# Thinking about hosting a craft fair



## SouthernEssence (Feb 26, 2008)

What do y'all think?

I would have it in my town's National Guard Armory or outdoors in the park.  I'm just now thinking about this so it would be a good year before I get everything straight and start advertizing for it.


----------



## Tabitha (Feb 26, 2008)

When would it be?
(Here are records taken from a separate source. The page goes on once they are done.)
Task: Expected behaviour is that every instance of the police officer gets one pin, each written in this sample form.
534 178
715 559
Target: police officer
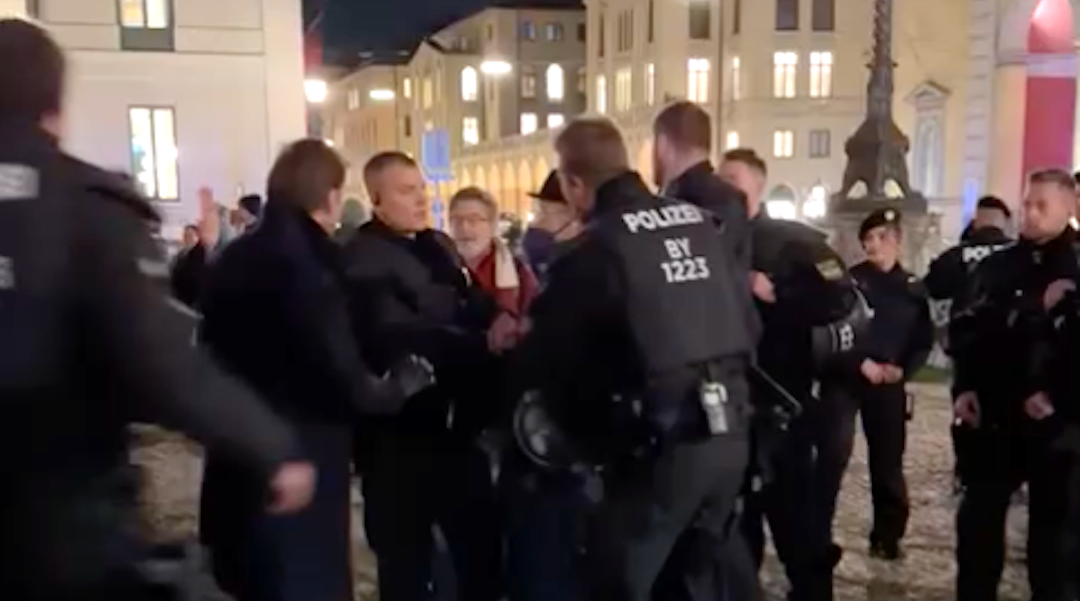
683 143
88 344
639 346
949 274
799 283
871 379
1011 392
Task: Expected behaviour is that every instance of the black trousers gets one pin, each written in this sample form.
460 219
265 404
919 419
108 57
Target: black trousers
786 502
412 486
690 493
883 411
1000 462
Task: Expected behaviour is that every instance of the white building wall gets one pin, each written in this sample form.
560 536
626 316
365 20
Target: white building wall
234 81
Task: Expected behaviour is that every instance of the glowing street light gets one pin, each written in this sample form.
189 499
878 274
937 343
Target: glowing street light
496 67
315 91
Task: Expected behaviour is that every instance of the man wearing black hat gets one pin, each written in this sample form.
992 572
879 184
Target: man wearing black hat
554 222
950 272
871 381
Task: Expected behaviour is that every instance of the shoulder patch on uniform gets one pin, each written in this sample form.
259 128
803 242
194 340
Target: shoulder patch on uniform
17 182
829 269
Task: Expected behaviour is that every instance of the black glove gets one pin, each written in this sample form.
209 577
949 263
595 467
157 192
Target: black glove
412 376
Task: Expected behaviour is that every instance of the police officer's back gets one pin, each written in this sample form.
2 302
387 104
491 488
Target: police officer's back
99 347
639 345
1007 394
683 143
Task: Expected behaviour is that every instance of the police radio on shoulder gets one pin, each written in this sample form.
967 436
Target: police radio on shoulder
682 265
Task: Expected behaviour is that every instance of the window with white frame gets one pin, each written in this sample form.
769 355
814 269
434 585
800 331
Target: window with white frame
556 83
470 84
601 94
153 152
736 78
623 90
821 75
697 80
529 123
784 69
650 83
783 144
470 131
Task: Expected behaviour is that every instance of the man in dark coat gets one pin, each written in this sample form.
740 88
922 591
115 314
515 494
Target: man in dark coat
274 314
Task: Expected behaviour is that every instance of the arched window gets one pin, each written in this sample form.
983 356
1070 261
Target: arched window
555 82
470 84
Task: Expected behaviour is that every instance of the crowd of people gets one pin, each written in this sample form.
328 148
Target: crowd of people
611 411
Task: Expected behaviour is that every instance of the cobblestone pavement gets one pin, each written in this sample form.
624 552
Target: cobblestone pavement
927 574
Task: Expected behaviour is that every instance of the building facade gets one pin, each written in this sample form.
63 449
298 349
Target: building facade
183 94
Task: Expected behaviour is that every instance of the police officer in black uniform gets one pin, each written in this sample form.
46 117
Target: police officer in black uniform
90 343
799 284
869 381
1010 394
950 272
683 142
639 346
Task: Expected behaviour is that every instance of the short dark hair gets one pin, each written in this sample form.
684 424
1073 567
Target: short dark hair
748 157
380 162
686 124
1058 176
593 149
31 79
477 195
305 174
Holidays time 2008 or 2009? I organized a show in my home town & it took a good 6 months to find 70 vendors & I i found by around July all the better crafters had their  Holiday shows for that year already booked.


----------



## SouthernEssence (Feb 26, 2008)

I seriously just started really thinking about it today.  It would be maybe next Spring when I actually have the show.  I don't want to do a Holiday show because there are so many HUGE Holiday shows that go on in my state that I wouldn't be able to compete with them.

How did your show go?


----------



## Birdie (Feb 27, 2008)

Hey! Ill be in NC in July for a show!
Plan, girl, plan. That's the key :wink:


----------



## breathenatural (Mar 5, 2008)

Sometimes I think hosting the show is where the money is at!!!

There are so many that run around here, and they charge anywhere from $50-thousands...

I know a couple mom's who started a Mom show and were quite successful with it.  They first did a holiday one in November, charged for the booth, had each vendor send them 20 addresses or emails of potential people who would come, they sold their own goods at the show too, but I think hosting the show was the bread and butter for them.


----------